Italia Paese del pane – 250 tipologie, patrimonio anche culturale dei territori -, ma i consumi sono in calo. Sono 190 i mulini che nel nostro Paese trasformano oltre 5,6 milioni di tonnellate di frumento tenero dai quali si ottengono circa 4,2 milioni di tonnellate di farine destinate, in misura del 56%, cioè circa 2,4 milioni di tonnellate, alla produzione di pane e prodotti similari.

Ma il consumo annuo pro capite di pane – avverte Italmopa, l’associazione Confindustria di settore – è di circa 41 Kg, un quantitativo nettamente inferiore a quello registrato in tutti gli altri principali Paesi europei, la Romania per esempio registra un consumo annuo di pane quasi doppio al nostro, pari a 74 kg pro capite.

Una trasformazione degli stili di vita e della dieta nelle famiglie, certo, ma i problemi sono anche altri. Rimangono alte le tensioni sui prezzi delle farine che oggi, nonostante il calo registrato dopo il picco del 2022 successivo allo scoppio del conflitto russo-ucraino e all’impennata delle forniture energetiche, continuano ad essere alti. Aumenti che si sono riflessi sui prezzi al consumo, in alcune regioni rimasti invariati verso l’alto negli ultimi due anni.

Non va meglio sul fronte del frumento tenero utile alla produzione. Italmopa nella scorsa estate faceva rilevare che la produzione nazionale “dovrebbe nuovamente scendere sotto 3 milioni di tonnellate rispetto ad un fabbisogno interno di oltre 8 milioni di tonnellate, di cui 6,5 destinate all’industria molitoria” e che in questo scenario “le importazioni, che già storicamente costituiscono il 65% del fabbisogno nazionale totale in frumento tenero e che provengono essenzialmente da Paesi comunitari, presenteranno nel 2025 e più che in passato, carattere di assoluta e indispensabile complementarità rispetto all’offerta nazionale”.

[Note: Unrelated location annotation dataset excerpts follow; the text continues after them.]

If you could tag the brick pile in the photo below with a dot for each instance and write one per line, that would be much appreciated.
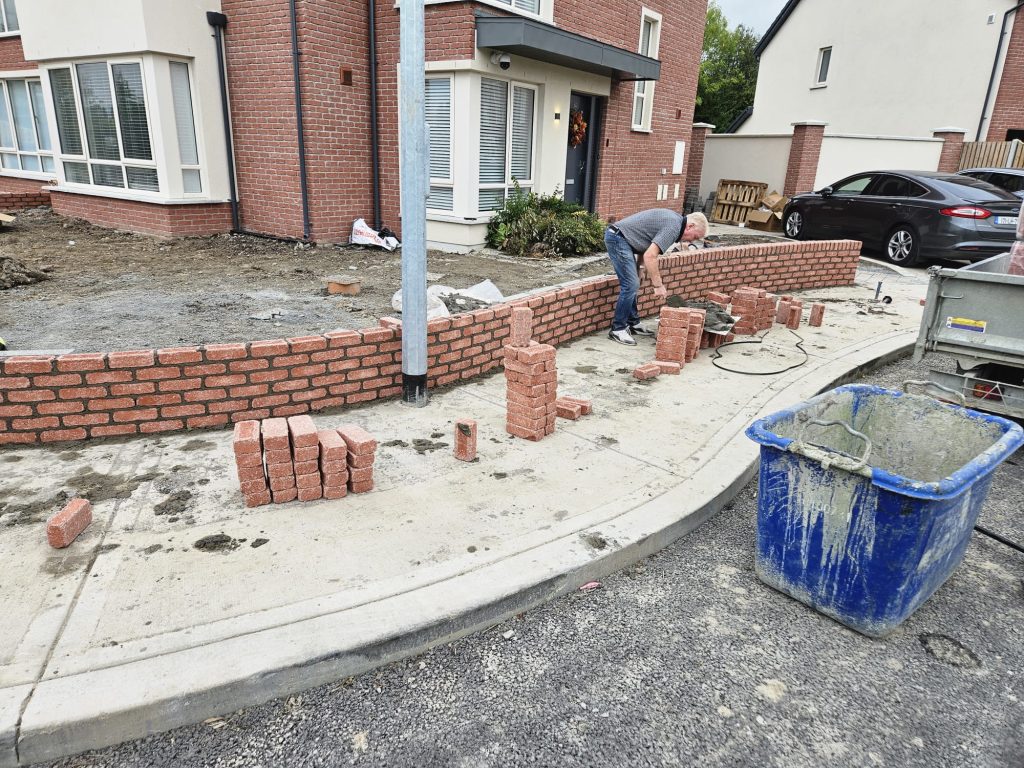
(283, 460)
(361, 452)
(531, 381)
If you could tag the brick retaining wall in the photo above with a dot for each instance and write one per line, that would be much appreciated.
(79, 396)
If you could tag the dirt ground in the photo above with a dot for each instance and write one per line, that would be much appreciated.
(112, 290)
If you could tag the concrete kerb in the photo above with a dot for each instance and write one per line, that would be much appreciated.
(101, 707)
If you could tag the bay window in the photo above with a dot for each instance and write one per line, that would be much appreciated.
(507, 136)
(25, 133)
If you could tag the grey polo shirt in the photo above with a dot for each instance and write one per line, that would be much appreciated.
(658, 225)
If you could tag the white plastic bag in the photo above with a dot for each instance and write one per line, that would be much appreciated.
(365, 235)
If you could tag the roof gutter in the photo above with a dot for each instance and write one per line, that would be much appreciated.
(995, 67)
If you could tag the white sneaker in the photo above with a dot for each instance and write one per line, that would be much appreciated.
(623, 337)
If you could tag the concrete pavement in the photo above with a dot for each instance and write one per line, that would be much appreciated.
(134, 629)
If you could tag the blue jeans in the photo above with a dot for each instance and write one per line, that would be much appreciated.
(625, 263)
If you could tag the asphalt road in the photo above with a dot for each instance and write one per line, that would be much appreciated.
(684, 658)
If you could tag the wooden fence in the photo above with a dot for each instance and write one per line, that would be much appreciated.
(992, 155)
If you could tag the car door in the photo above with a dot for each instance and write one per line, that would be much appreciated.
(837, 214)
(886, 202)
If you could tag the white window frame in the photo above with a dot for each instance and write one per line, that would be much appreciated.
(450, 181)
(8, 104)
(124, 163)
(509, 183)
(182, 166)
(643, 90)
(818, 81)
(4, 32)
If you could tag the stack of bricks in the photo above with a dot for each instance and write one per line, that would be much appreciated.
(361, 452)
(531, 381)
(756, 309)
(334, 463)
(282, 460)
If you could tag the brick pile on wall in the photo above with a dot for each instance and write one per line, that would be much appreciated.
(284, 460)
(84, 395)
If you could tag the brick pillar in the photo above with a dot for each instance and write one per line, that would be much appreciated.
(694, 163)
(952, 145)
(804, 154)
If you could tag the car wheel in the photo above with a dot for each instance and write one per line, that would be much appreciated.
(795, 224)
(903, 247)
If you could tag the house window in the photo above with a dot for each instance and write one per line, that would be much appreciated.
(184, 123)
(25, 132)
(8, 16)
(507, 127)
(102, 125)
(530, 6)
(643, 94)
(438, 116)
(824, 58)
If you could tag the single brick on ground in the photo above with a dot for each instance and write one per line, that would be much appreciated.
(817, 314)
(65, 526)
(465, 439)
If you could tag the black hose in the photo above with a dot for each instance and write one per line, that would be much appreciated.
(760, 340)
(999, 539)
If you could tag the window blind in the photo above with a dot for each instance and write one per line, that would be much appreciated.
(98, 112)
(184, 120)
(522, 133)
(131, 111)
(438, 116)
(39, 115)
(494, 126)
(67, 114)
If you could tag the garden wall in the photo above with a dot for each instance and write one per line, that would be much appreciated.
(101, 394)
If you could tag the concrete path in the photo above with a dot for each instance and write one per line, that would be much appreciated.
(134, 629)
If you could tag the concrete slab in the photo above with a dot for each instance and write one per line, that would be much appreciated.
(142, 631)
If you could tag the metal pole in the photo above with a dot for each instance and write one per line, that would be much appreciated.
(414, 204)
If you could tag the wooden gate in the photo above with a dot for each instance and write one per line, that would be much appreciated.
(992, 155)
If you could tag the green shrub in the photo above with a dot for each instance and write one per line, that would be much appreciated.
(544, 225)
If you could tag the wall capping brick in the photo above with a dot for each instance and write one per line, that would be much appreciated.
(42, 398)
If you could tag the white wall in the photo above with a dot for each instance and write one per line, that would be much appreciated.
(844, 156)
(762, 158)
(57, 31)
(899, 68)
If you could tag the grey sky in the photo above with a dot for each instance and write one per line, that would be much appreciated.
(758, 14)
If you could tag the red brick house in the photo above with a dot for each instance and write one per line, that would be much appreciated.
(116, 108)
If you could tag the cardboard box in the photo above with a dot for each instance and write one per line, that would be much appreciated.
(768, 221)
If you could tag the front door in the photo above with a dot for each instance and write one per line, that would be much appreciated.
(581, 151)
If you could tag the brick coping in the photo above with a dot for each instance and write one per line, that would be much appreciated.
(80, 396)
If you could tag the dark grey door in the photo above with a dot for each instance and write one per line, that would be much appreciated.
(581, 151)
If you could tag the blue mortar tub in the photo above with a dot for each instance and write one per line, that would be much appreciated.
(867, 542)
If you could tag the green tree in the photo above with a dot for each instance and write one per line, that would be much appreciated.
(728, 71)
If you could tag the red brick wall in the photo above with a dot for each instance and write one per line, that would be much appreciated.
(18, 194)
(262, 100)
(148, 218)
(1008, 113)
(78, 396)
(630, 163)
(12, 55)
(804, 154)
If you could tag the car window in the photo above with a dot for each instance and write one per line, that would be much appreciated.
(890, 186)
(971, 188)
(852, 186)
(1009, 181)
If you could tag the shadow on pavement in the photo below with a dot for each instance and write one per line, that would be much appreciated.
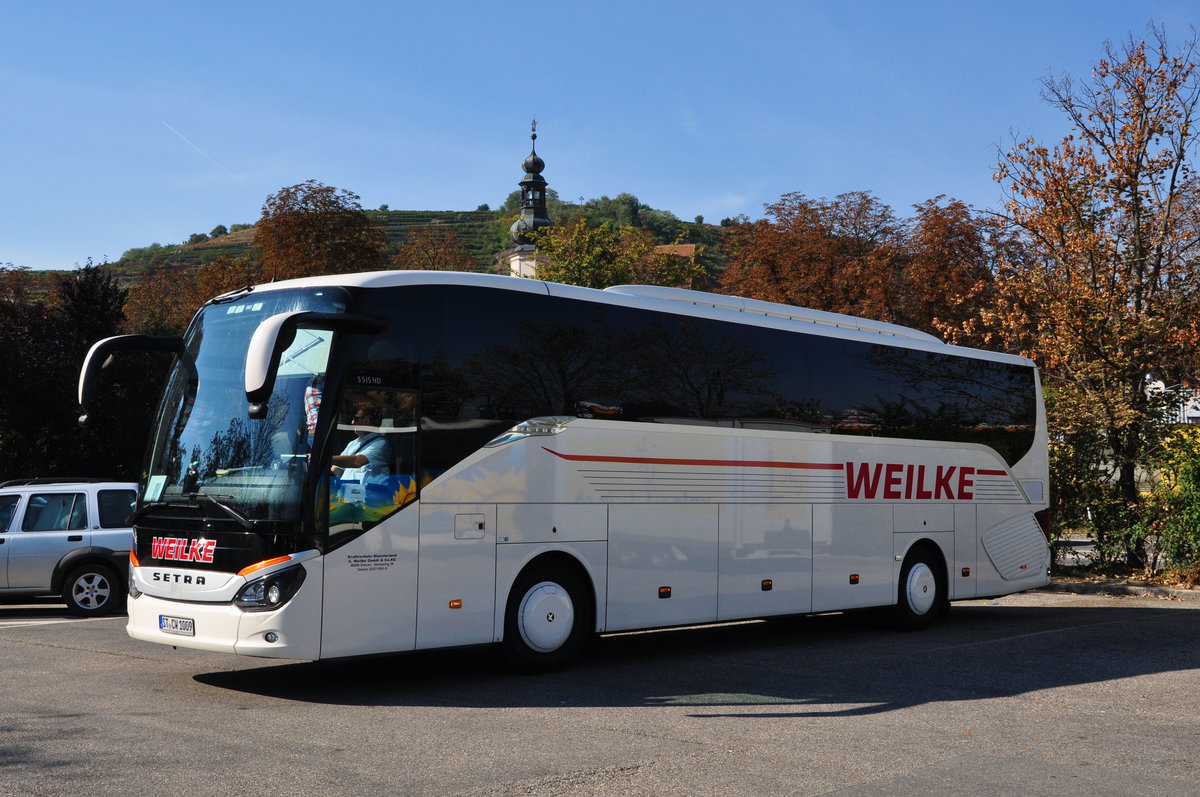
(804, 666)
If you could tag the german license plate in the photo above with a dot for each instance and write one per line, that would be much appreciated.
(180, 625)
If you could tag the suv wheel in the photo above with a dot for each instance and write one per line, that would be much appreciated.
(91, 591)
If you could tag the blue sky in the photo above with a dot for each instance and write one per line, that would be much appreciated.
(136, 123)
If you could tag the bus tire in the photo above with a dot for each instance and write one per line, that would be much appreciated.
(547, 619)
(922, 594)
(93, 591)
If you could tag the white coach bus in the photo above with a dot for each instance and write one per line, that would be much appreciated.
(397, 461)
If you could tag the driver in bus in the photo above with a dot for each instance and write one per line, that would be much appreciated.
(369, 454)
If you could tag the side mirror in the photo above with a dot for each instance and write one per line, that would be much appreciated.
(275, 335)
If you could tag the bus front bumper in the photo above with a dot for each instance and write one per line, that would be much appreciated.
(292, 631)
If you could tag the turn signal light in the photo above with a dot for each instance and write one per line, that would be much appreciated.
(264, 563)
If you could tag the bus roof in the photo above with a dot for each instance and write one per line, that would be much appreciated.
(711, 305)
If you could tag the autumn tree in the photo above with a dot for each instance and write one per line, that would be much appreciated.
(311, 228)
(599, 257)
(840, 256)
(1107, 297)
(435, 249)
(163, 303)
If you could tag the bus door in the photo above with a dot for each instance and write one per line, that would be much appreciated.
(370, 478)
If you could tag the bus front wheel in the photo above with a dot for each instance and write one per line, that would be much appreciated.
(547, 619)
(922, 594)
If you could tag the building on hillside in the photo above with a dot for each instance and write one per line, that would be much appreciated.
(523, 258)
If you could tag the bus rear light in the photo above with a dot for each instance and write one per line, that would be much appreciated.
(264, 563)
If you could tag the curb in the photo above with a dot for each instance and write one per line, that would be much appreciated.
(1119, 588)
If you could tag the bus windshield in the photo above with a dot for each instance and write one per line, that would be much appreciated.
(207, 443)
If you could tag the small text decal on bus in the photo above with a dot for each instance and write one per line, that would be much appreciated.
(893, 481)
(183, 550)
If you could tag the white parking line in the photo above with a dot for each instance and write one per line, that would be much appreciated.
(18, 623)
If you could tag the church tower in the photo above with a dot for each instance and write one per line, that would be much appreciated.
(523, 259)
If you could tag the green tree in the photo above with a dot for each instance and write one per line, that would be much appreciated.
(431, 249)
(599, 257)
(311, 228)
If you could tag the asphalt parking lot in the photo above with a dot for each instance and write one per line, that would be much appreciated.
(1036, 694)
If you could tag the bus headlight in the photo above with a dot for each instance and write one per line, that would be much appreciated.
(269, 592)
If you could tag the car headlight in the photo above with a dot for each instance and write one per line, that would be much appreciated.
(270, 592)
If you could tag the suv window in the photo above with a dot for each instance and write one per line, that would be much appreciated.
(7, 509)
(57, 511)
(115, 507)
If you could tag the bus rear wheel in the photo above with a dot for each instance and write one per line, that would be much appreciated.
(922, 595)
(93, 591)
(547, 619)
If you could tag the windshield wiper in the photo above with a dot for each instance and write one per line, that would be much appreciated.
(191, 502)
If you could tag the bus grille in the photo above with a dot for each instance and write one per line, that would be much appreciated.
(1017, 547)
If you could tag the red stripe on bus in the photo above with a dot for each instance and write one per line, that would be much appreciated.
(718, 463)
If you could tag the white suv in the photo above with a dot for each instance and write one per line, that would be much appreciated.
(67, 537)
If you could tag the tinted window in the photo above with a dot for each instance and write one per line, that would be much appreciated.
(115, 505)
(7, 509)
(57, 511)
(492, 359)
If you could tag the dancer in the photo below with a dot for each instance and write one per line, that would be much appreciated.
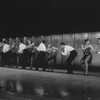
(51, 56)
(71, 53)
(87, 56)
(40, 58)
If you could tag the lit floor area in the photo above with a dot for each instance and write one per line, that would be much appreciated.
(19, 84)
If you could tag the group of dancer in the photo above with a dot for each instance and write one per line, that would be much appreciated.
(25, 55)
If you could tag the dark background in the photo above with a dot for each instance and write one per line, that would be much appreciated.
(36, 17)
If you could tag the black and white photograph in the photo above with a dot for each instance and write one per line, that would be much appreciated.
(49, 50)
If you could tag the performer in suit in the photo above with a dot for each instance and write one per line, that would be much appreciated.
(22, 57)
(71, 54)
(14, 54)
(5, 55)
(87, 56)
(40, 58)
(97, 47)
(51, 56)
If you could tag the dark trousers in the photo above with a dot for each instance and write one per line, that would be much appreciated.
(69, 60)
(40, 60)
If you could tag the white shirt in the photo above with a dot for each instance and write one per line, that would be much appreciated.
(22, 47)
(67, 50)
(41, 47)
(6, 48)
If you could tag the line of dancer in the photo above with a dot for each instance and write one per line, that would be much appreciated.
(44, 56)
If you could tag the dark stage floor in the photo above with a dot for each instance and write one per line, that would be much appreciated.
(18, 84)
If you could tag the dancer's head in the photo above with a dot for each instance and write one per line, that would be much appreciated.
(86, 41)
(63, 44)
(99, 40)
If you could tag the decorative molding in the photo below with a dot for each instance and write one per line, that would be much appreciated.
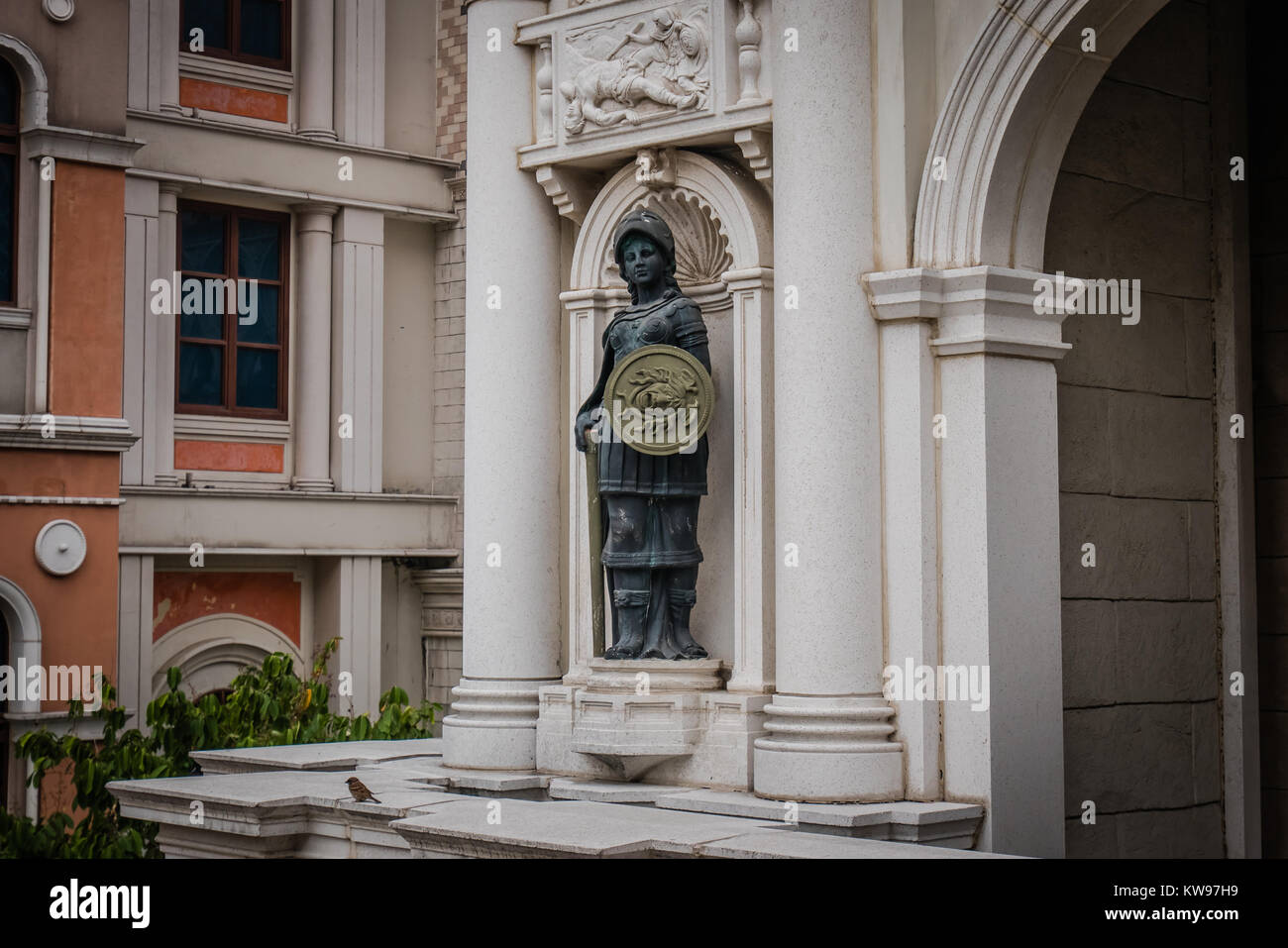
(39, 500)
(630, 69)
(979, 309)
(1001, 136)
(758, 150)
(747, 34)
(570, 191)
(246, 75)
(655, 167)
(58, 11)
(213, 428)
(69, 432)
(14, 318)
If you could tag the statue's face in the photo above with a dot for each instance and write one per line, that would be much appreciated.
(643, 263)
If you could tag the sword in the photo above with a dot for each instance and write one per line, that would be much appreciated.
(593, 517)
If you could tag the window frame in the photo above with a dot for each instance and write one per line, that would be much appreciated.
(230, 408)
(13, 149)
(232, 9)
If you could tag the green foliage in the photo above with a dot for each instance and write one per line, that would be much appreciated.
(267, 706)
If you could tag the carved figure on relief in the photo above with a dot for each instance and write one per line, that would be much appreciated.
(629, 72)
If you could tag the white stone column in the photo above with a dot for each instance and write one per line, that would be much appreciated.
(163, 42)
(906, 305)
(357, 351)
(514, 428)
(1000, 535)
(828, 727)
(163, 355)
(312, 399)
(359, 84)
(317, 71)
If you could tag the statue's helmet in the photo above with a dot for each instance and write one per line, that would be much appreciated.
(645, 223)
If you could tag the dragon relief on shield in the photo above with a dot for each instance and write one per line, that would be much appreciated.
(627, 72)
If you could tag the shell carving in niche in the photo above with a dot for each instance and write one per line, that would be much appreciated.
(700, 247)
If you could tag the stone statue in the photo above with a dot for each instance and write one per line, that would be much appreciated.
(649, 501)
(661, 60)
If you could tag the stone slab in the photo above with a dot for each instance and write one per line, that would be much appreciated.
(503, 828)
(787, 844)
(741, 804)
(610, 791)
(343, 755)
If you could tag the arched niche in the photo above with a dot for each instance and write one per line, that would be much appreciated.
(1006, 124)
(211, 651)
(721, 220)
(24, 629)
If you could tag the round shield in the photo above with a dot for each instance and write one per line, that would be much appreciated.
(660, 399)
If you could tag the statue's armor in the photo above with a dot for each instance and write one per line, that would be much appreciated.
(674, 321)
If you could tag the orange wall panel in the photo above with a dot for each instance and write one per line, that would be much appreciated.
(232, 99)
(86, 290)
(228, 455)
(181, 596)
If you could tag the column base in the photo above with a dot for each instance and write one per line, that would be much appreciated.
(828, 751)
(493, 724)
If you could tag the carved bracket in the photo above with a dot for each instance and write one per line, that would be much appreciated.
(571, 191)
(655, 167)
(758, 150)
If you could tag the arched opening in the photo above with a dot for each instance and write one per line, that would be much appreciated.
(721, 222)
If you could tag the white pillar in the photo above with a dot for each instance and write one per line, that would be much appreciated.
(514, 428)
(910, 460)
(162, 429)
(1000, 533)
(359, 84)
(357, 351)
(317, 69)
(312, 402)
(828, 727)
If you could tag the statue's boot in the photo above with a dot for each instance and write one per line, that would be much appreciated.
(631, 614)
(679, 605)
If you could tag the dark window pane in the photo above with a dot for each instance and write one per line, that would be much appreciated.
(8, 94)
(262, 29)
(265, 327)
(202, 241)
(211, 17)
(209, 322)
(7, 249)
(258, 244)
(201, 372)
(257, 377)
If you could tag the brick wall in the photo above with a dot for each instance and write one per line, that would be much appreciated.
(1136, 410)
(450, 121)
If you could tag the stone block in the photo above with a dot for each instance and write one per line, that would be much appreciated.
(1160, 447)
(1193, 832)
(1141, 548)
(1203, 553)
(1096, 232)
(1128, 758)
(1132, 136)
(1089, 647)
(1164, 652)
(1149, 356)
(1083, 442)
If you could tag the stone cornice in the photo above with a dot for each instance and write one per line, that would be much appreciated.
(978, 309)
(69, 433)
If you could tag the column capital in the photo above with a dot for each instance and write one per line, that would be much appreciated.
(979, 309)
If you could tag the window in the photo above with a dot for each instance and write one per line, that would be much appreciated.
(9, 93)
(250, 31)
(232, 333)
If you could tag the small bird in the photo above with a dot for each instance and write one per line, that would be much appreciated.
(360, 791)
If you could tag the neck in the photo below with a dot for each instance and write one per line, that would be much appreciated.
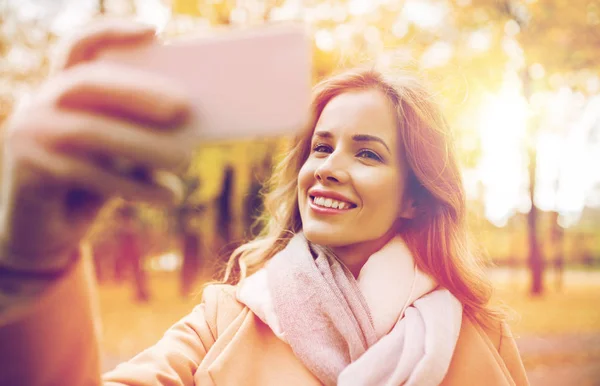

In questo scenario, fin dallo scorso anno, dal mondo dell’agricoltura, specie del Sud, erano arrivate clamorose denunce – perfino eclatanti, nei porti – sull’incontrollato arrivo di grano russo, bielorusso, turco e anche kazako in Italia.

“Dopo l’invasione illegale dell’Ucraina da parte della Russia – recitava un’interrogazione presentata nell’aprile scorso in Europa – l’Ue ha adottato 13 pacchetti di sanzioni che impongono misure restrittive per un valore stimato di 91,2 miliardi di euro di merci precedentemente importate dalla Russia. Tuttavia, alcune merci riescono ancora a entrare nel nostro mercato interno, o perché eludono le sanzioni o perché non figurano nell’elenco dei prodotti vietati. Tra queste vi è il grano duro russo, che continua a entrare nel mercato dell’Ue, specialmente attraverso l’Italia. Secondo alcuni dati, dal 2023 le importazioni di grano duro russo in Italia hanno subito un’impennata arrivando al 1.164 % rispetto all’anno precedente, il che fa della Russia il principale fornitore di grano duro dell’Italia. L’afflusso massiccio di grano duro importato dalla Russia a prezzi bassissimi ha un impatto distorsivo sul mercato italiano, costringendo i produttori italiani a ridurre il prezzo di vendita dei loro prodotti per rimanere competitivi”.

Interrogazione cui l’allora commissario per l’agricoltura Ue Janusz Wojciechowski rispondeva riferendo che l’Ue nel marzo scorso aveva proposto un aumento dei dazi sulle importazioni dei cereali da Russia e Bielorussia e che la Russia aveva pure introdotto un divieto temporaneo di esportare grano duro da dicembre 2023 al 31 maggio 2024.

In Italia, intanto, l’anno scorso il ministro per l’Agricoltura Francesco Lollobrigida aveva varato una Cabina di regia per incentivare i controlli sulle infiltrazioni di grano estero in Italia. In tutto questo 2024 non c’è stata notizia di particolari azioni messe in campo: il prossimo report di fine anno dell’Ispettorato frodi potrà forse darcene notizia.